Unos cuantos segundos más tarde, Marie aparcó el coche delante del taller, apagó el motor y dio una cariñosa palmadita sobre el salpicadero.

–Buen coche –dijo.

Él inhaló profundamente, agradecido de haber sobrevivido a la experiencia. Diablos, había estado en zonas de combate donde se había sentido más optimista sobre las esperanzas de supervivencia.

Ahora que aquel frenético paseo había terminado, se giró por fin hacia Marie y la miró boquiabierto.

–Conduces como una maníaca.

Ella esbozó una sonrisa burlona, claramente sin sentirse ofendida.

–Eso solía decirme mi padre.

–Un hombre inteligente –Davis consiguió sonreír–. ¿Qué tal si trato con él?

Marie se puso muy seria.

–Ojalá pudieras. Pero falleció hace dos años.

–Oh. Lo siento –Davis percibió el eco de dolor que se reflejaba en su voz, y comprendió que ella aún lo añoraba.

–No podías saberlo –respondió Marie–. Bueno –añadió–, ¿quieres que arregle esta ricura o no?

Localizar un problema y saber solucionarlo eran dos cosas muy distintas. Además, si sus habilidades como mecánico eran tan temerarias como su forma de conducir, aceptar sólo podía entrañar problemas.

–¿Cómo sé que puedes arreglarlo?

Marie apoyó un brazo en el volante y se giró para mirarlo.

–Supongo que no puedes saberlo de antemano, sargento. Tendrás que correr el riesgo.

–Acabo de correr bastantes riesgos para toda una vida.

La sonrisa de ella se ensanchó.

–Creía que a los marines os gustaba arriesgaros de vez en cuando.

–Nena, me alegro de que no seas conductora de tanques.

–Yo también –dijo Marie, y luego agregó–: Aunque me gustaría probar algún día.

Davis emitió una efímera risotada.

–Seguro que sí.

Si no se andaba con cuidado, aquella mujer podía llegar a gustarle. Aunque era una mujer poco habitual, desde luego. Nada de coqueteos evidentes. Nada de risitas tímidas. Simplemente confianza en sí misma y una actitud arrojada. Poseía una estupenda risa, ojos sorprendentes y una figura capaz de fundir incluso los casquetes polares.

–¿Y bien? ¿Vas a confiarme tu coche?

Un brillo desafiante iluminaba sus ojos, y él reaccionó automáticamente. ¿Qué marine no lo hubiera hecho?

–De acuerdo, cirujano de automóviles –respondió–. El trabajo es tuyo.

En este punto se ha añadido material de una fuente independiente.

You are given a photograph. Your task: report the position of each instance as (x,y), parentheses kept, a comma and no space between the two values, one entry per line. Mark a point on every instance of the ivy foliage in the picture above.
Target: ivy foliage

Marie asintió con la cabeza.

–Pasa al taller. Rellenaré la ficha.

Él la observó mientras se apeaba del Mustang, con las mejillas enrojecidas, los ojos brillantes, sus largos y esbeltos miembros llevándola a grandes zancadas hacia la oficina. Y Davis comprendió que jamás volvería a pensar en los mecánicos de la misma manera.

Capítulo Dos

 

 

 

 

 

Marie sentía su mirada tan inequívocamente como podía haber sentido su contacto. Al pensarlo, un estremecimiento de anticipación le recorrió la columna, mientras un rincón aún racional de su mente le decía que lo olvidara.

Los hombres como él nunca se sentían interesados por mujeres como ella.

Oyó cómo la portezuela del coche se abría y luego se cerraba. El suave crujido de sus pisadas en el sendero de grava anunció su inminente proximidad.

Ella se notó la boca seca. Era ridículo. Ya era demasiado mayor para sentir mariposas en el estómago sólo porque un hombre la mirara dos veces. Un hombre guapísimo, matizó para sí. Se colocó detrás del mostrador, tomó un bolígrafo y empezó a rellenar la ficha.

Él entró en el despacho y se situó justamente delante de ella.

–Bueno –dijo Marie con un tono que, esperaba, resultase convincentemente profesional–. Necesito tu nombre, tu dirección y un teléfono de contacto.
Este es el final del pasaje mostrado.